Art & Culture
De "Taxi Driver" à "Panic Room": Les leçons de Jodie Foster à Marrakech
01/12/2025 - 11:03
MAP/SNRTnewsInvitée du programme "Conversations" lors de la 22e édition du Festival International du Film de Marrakech (FIFM), Jodie Foster a retracé avec sobriété et lucidité les étapes d’une carrière entamée très tôt et façonnée par des rencontres déterminantes.
Devant un public nombreux, l’actrice et réalisatrice est revenue sur les moments fondateurs qui ont marqué plus d’un demi-siècle de présence devant et derrière la caméra.
Foster a notamment replongé dans l’expérience décisive de "Taxi Driver" de Martin Scorsese, tourné alors qu’elle n’avait que douze ans. Auprès de Robert De Niro, elle dit avoir appris l’art de l’improvisation et une méthodologie de construction des personnages qui ont profondément influencé sa manière d’aborder le jeu. Elle évoque avec une admiration particulière David Fincher, réalisateur de « Panic Room », de qui elle affirme avoir davantage appris que de tout autre cinéaste.
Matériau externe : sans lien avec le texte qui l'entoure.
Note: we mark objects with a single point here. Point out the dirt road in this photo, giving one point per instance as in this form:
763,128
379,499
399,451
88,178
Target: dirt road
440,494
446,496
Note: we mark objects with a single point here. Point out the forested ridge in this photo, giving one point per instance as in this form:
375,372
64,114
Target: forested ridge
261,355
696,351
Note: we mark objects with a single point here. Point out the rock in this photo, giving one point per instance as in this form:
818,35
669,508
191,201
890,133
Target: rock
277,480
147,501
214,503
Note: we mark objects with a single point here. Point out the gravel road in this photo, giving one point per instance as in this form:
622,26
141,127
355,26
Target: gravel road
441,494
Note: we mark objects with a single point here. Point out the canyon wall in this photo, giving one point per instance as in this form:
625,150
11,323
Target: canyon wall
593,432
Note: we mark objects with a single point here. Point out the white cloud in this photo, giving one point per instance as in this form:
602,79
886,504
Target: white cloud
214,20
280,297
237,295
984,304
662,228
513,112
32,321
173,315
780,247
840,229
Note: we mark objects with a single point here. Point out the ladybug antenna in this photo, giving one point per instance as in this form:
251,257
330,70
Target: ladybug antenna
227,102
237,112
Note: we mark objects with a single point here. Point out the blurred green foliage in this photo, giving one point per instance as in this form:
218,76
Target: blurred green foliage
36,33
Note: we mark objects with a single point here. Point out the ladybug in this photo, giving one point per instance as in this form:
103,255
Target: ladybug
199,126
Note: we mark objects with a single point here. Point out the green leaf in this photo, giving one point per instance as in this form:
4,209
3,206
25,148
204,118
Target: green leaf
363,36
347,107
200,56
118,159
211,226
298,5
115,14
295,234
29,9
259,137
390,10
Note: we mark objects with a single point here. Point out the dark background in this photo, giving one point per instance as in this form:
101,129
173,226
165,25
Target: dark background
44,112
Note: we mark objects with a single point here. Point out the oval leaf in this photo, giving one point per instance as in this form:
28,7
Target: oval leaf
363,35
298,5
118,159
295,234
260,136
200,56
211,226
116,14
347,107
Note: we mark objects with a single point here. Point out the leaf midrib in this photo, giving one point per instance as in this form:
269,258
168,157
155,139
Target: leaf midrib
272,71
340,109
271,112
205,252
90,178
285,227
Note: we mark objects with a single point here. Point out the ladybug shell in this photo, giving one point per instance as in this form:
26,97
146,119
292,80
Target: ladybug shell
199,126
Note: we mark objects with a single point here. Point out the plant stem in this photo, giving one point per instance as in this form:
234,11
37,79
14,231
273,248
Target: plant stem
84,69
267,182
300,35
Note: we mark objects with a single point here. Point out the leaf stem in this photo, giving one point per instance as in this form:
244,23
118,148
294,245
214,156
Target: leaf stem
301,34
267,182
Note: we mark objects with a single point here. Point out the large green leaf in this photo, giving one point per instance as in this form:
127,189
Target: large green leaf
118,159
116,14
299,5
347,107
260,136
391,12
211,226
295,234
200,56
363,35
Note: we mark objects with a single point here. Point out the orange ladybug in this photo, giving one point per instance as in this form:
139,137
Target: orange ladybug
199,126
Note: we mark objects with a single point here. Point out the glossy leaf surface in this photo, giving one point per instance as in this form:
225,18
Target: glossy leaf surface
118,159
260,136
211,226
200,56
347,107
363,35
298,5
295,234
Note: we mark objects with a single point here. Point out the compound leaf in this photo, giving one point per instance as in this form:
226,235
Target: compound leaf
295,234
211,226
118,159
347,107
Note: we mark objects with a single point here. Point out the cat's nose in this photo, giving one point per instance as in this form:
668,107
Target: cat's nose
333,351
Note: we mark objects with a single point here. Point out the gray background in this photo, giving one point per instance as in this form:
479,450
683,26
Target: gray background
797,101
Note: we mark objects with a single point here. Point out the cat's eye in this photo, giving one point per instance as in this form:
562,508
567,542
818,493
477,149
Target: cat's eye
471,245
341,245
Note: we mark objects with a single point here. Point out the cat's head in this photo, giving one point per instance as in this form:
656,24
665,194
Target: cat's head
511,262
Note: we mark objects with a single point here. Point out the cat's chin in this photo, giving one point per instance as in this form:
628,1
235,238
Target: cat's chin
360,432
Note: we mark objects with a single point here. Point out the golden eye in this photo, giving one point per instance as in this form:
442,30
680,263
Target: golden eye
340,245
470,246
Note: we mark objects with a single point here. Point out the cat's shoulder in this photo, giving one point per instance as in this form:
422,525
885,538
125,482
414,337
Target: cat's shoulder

L’actrice a rappelé le rôle central de sa mère, véritable « école de cinéma », qui l’a initiée très tôt aux œuvres d’Antonioni, Visconti ou Fassbinder, ainsi qu’à des films plus confidentiels. Les projections et les festivals, vécus comme un voyage permanent, ont nourri chez elle une réflexion précoce sur la vision artistique, le rôle de l’art et les techniques d’interprétation.
Ce bagage a forgé une rigueur qui ne l’a jamais quittée. Foster confie ne pas avoir été pleinement satisfaite de sa performance dans "Les Accusés" de Jonathan Kaplan, malgré l’Oscar obtenu. Le doute, explique-t-elle, est l’une des forces qui la poussent à revenir sans cesse en studio. Ses périodes d’éloignement des écrans s’accompagnent toujours d’un sentiment d’incertitude qui ravive son désir de se dépasser.
Avec la maturité, elle recherche désormais dans les rôles des éléments inattendus et n’hésite pas à s’aventurer vers des genres moins familiers, comme la comédie. Une constante demeure toutefois : l’exploration des questions liées à la justice et la remise en cause des structures de domination. Elle assume pleinement son engagement féministe et son regard critique, notamment au sein de son propre milieu professionnel.
Foster a par ailleurs exprimé sa préférence pour la sensibilité des réalisatrices, qu’elle juge dotées d’une capacité singulière à écouter, à dialoguer d’égal à égal et à sonder la profondeur des personnages. En tant qu’actrice et réalisatrice, elle dit privilégier des protagonistes indépendants, qui brisent le silence et racontent leur histoire de leur propre voix.
Refusant de choisir entre cinéma populaire et cinéma d’auteur, elle affirme rechercher avant tout des films capables de toucher des publics variés tout en conservant leur authenticité artistique. Elle défend une démarche offrant une expérience à la fois intellectuelle, émotionnelle et spirituelle.
Sa carrière, que sa mère imaginait s’arrêter à ses dix-huit ans pour laisser place aux études, s’est au contraire imposée comme un destin artistique exceptionnel, traversant les générations et les cultures. En dehors d’Hollywood, Foster a tourné en italien et en allemand, et a récemment participé au film « Une vie privée » de Rebecca Zlotowski. Elle confie enfin qu’elle aimerait vivre un jour un moment de cinéma entourée d’amis, réunis autour d’une table marocaine.